I suggested a junkie, which Nancy rejected as being either unlikely or boring, or an irate patient, whose gums were still bleeding after years of treatment.
“No, no, no,” she insisted. “Look, he was what my mother would have called a bounder. Most likely, it was someone he was fucking.” Southern women, I’ve noticed, can say the most outrageous things, and even the most straight-laced listener will smile wanly, as if to say, “Isn’t she cute?”
“Really?” I asked. “I mean, he didn’t seem the Don Juan type.”
“Judith, you wouldn’t recognize it if you fell over it. You think that every guy who talks to you wants to establish a meaningful dialogue.” Her voice rose. “Men do not want dialogues. What do you want them to do? Hang their dickies out of their trousers and wave them at you? Would you understand then?”
“That would be a fair indication,” I conceded. “But listen, Nancy, why would one of his women want to kill him?”
“Maybe he wouldn’t go down on her.”
“She could have stoned him or thrown lye in his face. Don’t you think murder is a little excessive?”
“No,” she said firmly. “I most certainly do not.”
We chatted a few minutes longer. At my urging, Nancy recalled that she had heard rumors linking Fleckstein with a couple of the local ladies, but she couldn’t remember the details. “How do you think his wife will take it?” I mused. “What’s her name?”
“Let me see now. Norma. Norma Fleckstein.”
“Norma. That’s right.” She had been pointed out to me once or twice, although we had never been introduced. Tall and slender, with short frosted hair brushed back to frame her oblong-shaped face. Not pretty, but aggressively attractive, she was one of those Long Island tough-ladies, brittle and magnificently groomed, wafting a sweet cloud of Norell or Estée. With three or four silver rings on each hand. Dressed in designer jumpsuits unzipped low enough to establish the existence of cleavage, toting an outsize Louis Vuitton handbag or clutching a Gucci under a thin arm. I cannot seem to comprehend the meaning of these flawless women, why they’re here.
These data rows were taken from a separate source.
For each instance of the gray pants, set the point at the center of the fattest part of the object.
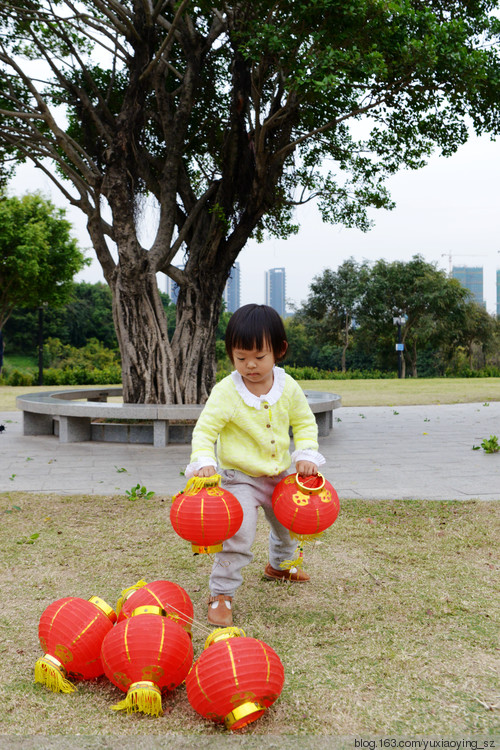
(252, 492)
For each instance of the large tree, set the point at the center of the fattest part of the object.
(229, 114)
(38, 255)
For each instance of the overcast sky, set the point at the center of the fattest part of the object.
(450, 208)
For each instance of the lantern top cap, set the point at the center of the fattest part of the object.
(195, 484)
(222, 634)
(104, 607)
(311, 484)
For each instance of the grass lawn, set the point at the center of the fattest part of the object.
(359, 392)
(395, 635)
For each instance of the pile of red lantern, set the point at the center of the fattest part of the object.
(145, 649)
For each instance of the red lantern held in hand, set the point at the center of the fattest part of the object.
(170, 597)
(235, 679)
(205, 514)
(71, 632)
(144, 655)
(306, 506)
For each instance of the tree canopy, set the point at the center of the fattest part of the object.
(229, 115)
(38, 256)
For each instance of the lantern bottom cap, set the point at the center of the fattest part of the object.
(200, 549)
(244, 714)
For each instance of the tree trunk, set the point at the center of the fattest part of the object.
(148, 368)
(193, 344)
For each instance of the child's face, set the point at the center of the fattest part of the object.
(255, 367)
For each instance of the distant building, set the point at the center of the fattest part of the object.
(471, 278)
(276, 290)
(498, 294)
(232, 289)
(173, 288)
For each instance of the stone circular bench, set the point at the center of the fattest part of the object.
(62, 413)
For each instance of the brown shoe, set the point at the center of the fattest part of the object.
(220, 614)
(294, 575)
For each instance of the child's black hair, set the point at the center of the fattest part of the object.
(254, 326)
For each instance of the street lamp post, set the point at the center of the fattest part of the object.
(399, 321)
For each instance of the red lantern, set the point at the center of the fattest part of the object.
(235, 680)
(205, 514)
(71, 632)
(170, 597)
(305, 505)
(144, 655)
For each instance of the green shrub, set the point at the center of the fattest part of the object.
(16, 377)
(312, 373)
(82, 376)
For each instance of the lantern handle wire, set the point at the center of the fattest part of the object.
(188, 620)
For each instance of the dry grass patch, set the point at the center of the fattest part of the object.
(396, 634)
(392, 392)
(411, 391)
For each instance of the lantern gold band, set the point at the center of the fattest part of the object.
(310, 490)
(200, 549)
(104, 607)
(148, 609)
(241, 712)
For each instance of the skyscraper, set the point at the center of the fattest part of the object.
(232, 289)
(276, 290)
(498, 293)
(471, 278)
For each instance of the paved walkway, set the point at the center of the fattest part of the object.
(373, 453)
Are they divine messengers or mother surrogates, here to remind the rest of us to do our isometrics and polish our nails? Are they the ultimate threat, a warning that if we neglect to slather on body cream and blow-dry our hair every day, our husbands will abandon us and our children will mock us? I eavesdrop on their conversations in restaurants and department stores; they’re consistently discussing clothes, vacations, or who did what to whom, in the most conventional, adulterous, heterosexual manner imaginable. Yet they seem so strange, alien almost.
“I don’t know how she’ll take it,” Nancy said. “But I’ll just bet she’ll open her closet and find the perfect little black dress to wear to the funeral.”
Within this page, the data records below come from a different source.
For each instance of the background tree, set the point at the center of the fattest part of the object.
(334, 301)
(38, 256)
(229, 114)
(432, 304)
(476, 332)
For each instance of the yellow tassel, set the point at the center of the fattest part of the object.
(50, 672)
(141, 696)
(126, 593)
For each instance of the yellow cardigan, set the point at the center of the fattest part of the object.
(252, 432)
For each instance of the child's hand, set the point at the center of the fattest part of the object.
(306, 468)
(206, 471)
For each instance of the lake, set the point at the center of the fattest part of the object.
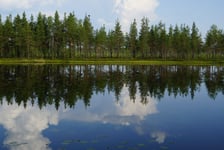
(111, 107)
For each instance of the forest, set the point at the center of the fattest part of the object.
(50, 37)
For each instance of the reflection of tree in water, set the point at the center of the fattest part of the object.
(51, 84)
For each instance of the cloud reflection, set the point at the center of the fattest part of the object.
(24, 126)
(123, 112)
(159, 136)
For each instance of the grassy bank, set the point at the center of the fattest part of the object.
(111, 61)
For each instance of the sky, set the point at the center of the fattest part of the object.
(105, 12)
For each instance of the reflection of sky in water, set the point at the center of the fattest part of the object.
(25, 126)
(109, 110)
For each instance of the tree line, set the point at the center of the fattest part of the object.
(54, 38)
(57, 84)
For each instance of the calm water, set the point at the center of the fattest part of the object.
(111, 107)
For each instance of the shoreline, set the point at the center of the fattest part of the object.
(12, 61)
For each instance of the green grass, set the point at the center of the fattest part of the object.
(111, 61)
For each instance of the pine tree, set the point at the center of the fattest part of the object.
(1, 37)
(143, 37)
(58, 35)
(133, 34)
(71, 26)
(8, 37)
(88, 36)
(100, 41)
(195, 41)
(119, 38)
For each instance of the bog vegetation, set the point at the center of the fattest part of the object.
(70, 37)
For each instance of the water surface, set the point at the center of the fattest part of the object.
(111, 107)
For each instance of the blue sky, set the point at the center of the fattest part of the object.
(203, 12)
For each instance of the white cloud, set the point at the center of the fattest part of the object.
(27, 4)
(128, 10)
(24, 126)
(124, 112)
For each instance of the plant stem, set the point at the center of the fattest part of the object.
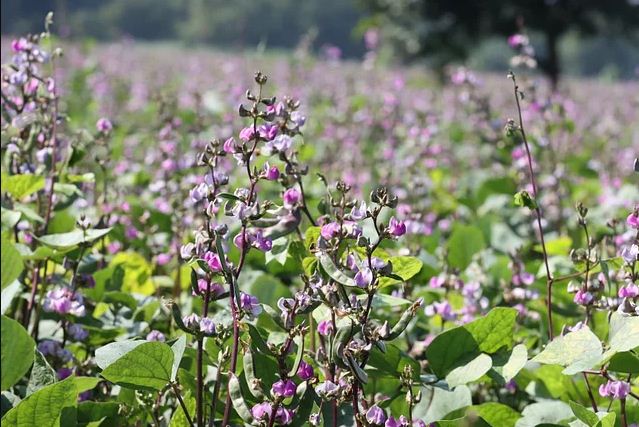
(179, 397)
(549, 279)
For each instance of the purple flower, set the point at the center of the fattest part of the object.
(442, 308)
(268, 131)
(163, 259)
(213, 261)
(375, 415)
(229, 146)
(284, 416)
(250, 304)
(396, 228)
(631, 290)
(305, 371)
(64, 301)
(330, 230)
(284, 388)
(103, 125)
(191, 321)
(247, 133)
(630, 253)
(207, 326)
(364, 277)
(272, 173)
(583, 297)
(262, 411)
(291, 197)
(155, 335)
(633, 220)
(397, 422)
(325, 327)
(77, 332)
(615, 389)
(327, 390)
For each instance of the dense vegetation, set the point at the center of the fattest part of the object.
(186, 242)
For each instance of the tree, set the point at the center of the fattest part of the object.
(447, 30)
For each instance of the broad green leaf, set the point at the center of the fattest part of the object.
(497, 414)
(42, 374)
(11, 262)
(137, 273)
(19, 186)
(464, 242)
(146, 367)
(624, 362)
(106, 355)
(73, 238)
(405, 267)
(17, 352)
(536, 414)
(9, 218)
(584, 414)
(469, 372)
(575, 351)
(437, 403)
(335, 273)
(559, 246)
(515, 363)
(457, 346)
(45, 406)
(178, 351)
(624, 332)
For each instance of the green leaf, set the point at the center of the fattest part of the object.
(624, 332)
(42, 374)
(147, 367)
(238, 401)
(575, 351)
(497, 414)
(457, 346)
(405, 267)
(516, 361)
(17, 352)
(469, 372)
(624, 362)
(524, 199)
(335, 273)
(11, 262)
(437, 403)
(19, 186)
(44, 407)
(464, 242)
(178, 351)
(536, 414)
(584, 414)
(73, 238)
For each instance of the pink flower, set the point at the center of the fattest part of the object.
(284, 388)
(629, 291)
(305, 371)
(325, 327)
(247, 133)
(103, 125)
(633, 220)
(291, 197)
(330, 230)
(273, 173)
(583, 297)
(396, 228)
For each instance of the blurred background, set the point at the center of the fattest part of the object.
(586, 38)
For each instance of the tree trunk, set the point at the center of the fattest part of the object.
(552, 67)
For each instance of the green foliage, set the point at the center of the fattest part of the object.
(11, 261)
(148, 366)
(17, 352)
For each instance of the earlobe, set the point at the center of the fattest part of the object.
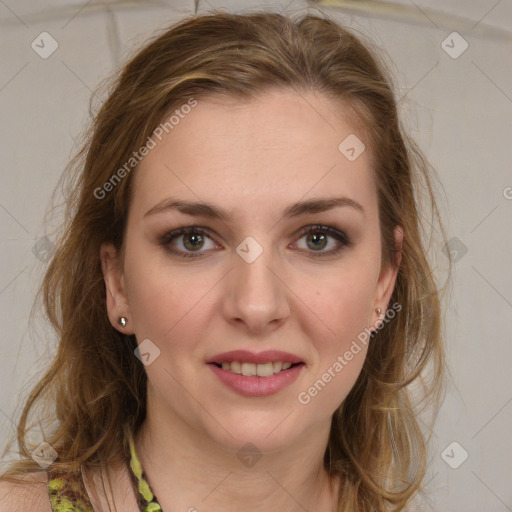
(388, 275)
(116, 298)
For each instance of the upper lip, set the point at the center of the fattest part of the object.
(245, 356)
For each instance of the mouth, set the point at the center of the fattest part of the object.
(266, 369)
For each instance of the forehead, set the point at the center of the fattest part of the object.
(278, 148)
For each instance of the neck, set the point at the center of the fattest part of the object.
(188, 472)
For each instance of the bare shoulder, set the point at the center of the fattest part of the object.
(31, 493)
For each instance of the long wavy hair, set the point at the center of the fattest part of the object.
(94, 392)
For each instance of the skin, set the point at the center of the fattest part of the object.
(253, 159)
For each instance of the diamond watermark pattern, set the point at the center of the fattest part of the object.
(454, 45)
(43, 249)
(249, 250)
(147, 352)
(351, 147)
(455, 249)
(44, 455)
(44, 45)
(454, 455)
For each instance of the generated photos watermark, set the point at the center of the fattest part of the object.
(137, 156)
(304, 397)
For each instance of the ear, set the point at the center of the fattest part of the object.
(117, 301)
(387, 277)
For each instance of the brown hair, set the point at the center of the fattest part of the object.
(96, 385)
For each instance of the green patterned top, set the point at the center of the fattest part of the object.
(65, 495)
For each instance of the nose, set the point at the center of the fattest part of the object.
(256, 294)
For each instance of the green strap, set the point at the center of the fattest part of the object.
(147, 500)
(63, 498)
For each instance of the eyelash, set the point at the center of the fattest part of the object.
(340, 236)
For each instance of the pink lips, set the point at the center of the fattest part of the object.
(250, 357)
(256, 386)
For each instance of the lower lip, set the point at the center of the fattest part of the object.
(257, 386)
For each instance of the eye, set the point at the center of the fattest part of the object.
(186, 241)
(317, 239)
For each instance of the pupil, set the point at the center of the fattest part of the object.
(321, 238)
(197, 240)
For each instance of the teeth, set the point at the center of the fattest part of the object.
(248, 369)
(252, 369)
(265, 370)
We said goodbye, vowing to call each other if we heard anything new. I sat at the kitchen table, running my finger over the ridges in the polyester tablecloth that was meant to approximate burlap, pondering the fact that the body of a near contemporary—I was thirty-four, Fleckstein couldn’t have been more than six or seven years older—was right then lying on a slab in the police morgue. Why had it happened? Who could have done it?
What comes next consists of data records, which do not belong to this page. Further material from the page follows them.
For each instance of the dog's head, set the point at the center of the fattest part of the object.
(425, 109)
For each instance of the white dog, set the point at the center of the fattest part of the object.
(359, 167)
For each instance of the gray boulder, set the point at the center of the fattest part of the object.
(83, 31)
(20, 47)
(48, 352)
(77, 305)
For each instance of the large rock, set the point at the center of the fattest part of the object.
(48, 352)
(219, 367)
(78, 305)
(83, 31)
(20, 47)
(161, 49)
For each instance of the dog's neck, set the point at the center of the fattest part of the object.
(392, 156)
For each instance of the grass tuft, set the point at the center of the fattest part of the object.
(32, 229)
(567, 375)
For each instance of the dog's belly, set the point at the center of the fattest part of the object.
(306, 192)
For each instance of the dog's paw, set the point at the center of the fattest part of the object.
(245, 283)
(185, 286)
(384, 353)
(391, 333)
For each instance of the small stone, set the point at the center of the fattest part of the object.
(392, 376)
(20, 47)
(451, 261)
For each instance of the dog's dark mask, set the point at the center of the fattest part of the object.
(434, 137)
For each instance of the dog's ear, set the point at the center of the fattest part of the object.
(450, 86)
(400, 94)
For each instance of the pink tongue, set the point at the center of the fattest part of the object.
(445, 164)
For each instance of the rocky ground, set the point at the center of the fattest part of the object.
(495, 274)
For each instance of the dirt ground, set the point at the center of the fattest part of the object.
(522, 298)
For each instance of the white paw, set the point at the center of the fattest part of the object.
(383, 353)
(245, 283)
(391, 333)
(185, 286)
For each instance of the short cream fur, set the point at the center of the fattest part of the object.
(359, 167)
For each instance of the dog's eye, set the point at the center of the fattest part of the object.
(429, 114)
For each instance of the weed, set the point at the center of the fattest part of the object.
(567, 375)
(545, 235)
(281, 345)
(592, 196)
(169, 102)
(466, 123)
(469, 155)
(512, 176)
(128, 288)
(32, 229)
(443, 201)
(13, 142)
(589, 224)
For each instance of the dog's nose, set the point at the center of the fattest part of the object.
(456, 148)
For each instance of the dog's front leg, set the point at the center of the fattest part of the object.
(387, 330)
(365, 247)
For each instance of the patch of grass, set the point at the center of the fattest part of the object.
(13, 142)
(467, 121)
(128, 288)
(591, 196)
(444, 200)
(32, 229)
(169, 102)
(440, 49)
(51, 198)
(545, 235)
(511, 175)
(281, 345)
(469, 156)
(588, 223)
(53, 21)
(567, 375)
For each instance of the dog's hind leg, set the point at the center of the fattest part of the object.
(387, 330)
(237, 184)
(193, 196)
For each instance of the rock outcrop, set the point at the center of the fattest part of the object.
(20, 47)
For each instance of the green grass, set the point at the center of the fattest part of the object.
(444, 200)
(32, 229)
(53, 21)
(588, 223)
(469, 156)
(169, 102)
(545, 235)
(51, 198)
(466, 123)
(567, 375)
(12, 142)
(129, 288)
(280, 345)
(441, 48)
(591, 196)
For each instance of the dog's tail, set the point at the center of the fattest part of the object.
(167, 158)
Then, hearing Bob’s car in the driveway, I leapt up to stick the steak under the broiler. If we sipped our tomato juice slowly enough, the meat would be done before he noticed that the entire dinner was not arrayed before him, steaming and juicy, after he handed me his coat and dashed to the dining room table. I strolled to the front door and opened it, knowing that Bob would still be fumbling with his key ring, as if trying to locate the key to some obscure filing cabinet instead of the one to his house.